Accumulating evidence demonstrates that the "Warburg effect" that glycolysis is enhanced even in the presence of oxygen existed in hematopoietic malignancies, contributing to extracellular acidosis. G-protein coupled receptor 68 (GPR68), as a proton sensing GPCR responding to extracellular acidosis, is expected to play a critical role in hematopoietic malignancies. In the present study, we found that GPR68 was overexpressed in acute myeloid leukemia (AML) cells, and GPR68 deficiency impaired AML cell survival in vitro and cell engraftment in vivo. Mechanistic studies revealed that unlike GPR68 regulates Calpain1 in myelodysplastic syndromes (MDS) cells, GPR68 deficiency reduced cytosolic Ca²⁺ levels and calcineurin (CaN) activity in AML cells through an NFAT-independent mechanism. Moreover, the decreased Ca²⁺ levels disturbed cellular respiration (i.e., oxidative phosphorylation, OxPhos) by inhibiting isocitrate dehydrogenase (IDH) activity; this was more pronounced when BCL2 was inhibited simultaneously. Interestingly, GPR68 inhibition also decreased aerobic glycolysis in AML cells in a Ca²⁺-independent manner, suggesting that GPR68 mediated glucose metabolic symbiosis. As glucose metabolic symbiosis and the heterogeneous dependencies on aerobic glycolysis and cellular respiration tremendously impact chemosensitivity, the inhibition of GPR68 potentiated the tumoricidal effect of first-line chemotherapeutic agents, including BCL-2 inhibitors targeting OxPhos and cytarabine (Ara-C) targeting glycolysis. Consistent with these in vitro observations, higher levels of GPR68 were associated with inferior clinical outcomes in AML patients who received chemotherapies.

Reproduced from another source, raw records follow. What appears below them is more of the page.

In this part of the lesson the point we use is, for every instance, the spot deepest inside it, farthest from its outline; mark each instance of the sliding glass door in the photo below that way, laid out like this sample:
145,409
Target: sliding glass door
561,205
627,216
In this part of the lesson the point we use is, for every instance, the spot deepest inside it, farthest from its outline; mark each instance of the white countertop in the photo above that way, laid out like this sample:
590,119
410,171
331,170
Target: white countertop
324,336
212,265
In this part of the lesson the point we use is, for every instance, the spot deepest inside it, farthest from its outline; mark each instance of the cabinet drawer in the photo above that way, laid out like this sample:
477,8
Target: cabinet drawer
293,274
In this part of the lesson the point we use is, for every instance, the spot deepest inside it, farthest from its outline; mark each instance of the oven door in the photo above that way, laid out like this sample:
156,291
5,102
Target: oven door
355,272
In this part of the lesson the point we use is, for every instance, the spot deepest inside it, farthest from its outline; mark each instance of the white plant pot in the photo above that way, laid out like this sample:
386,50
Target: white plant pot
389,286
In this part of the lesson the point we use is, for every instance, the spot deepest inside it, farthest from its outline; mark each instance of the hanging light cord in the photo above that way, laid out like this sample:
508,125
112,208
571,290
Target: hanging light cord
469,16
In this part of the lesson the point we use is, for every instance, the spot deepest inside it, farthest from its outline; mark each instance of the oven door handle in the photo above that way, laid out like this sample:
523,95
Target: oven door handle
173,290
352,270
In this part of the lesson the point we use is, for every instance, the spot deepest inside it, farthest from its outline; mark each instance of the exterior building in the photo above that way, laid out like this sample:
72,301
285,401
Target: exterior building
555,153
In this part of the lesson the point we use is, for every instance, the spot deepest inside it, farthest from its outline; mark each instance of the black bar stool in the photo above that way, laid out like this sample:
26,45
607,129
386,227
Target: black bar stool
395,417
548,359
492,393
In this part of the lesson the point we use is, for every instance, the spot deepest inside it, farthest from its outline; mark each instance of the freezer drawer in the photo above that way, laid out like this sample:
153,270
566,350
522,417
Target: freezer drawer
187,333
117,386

In short, GPR68 drives the Ca²⁺/CaN pro-survival pathway and mediates glucose metabolic pathways in AML cells. Targeting GPR68 eradicates AML cells and alleviates chemoresistance, which could be exploited as a therapeutic target.

Keywords: Calcineurin; Calcium; Chemoresistance; Glucose metabolic symbiosis; Proton-sensing GPR68.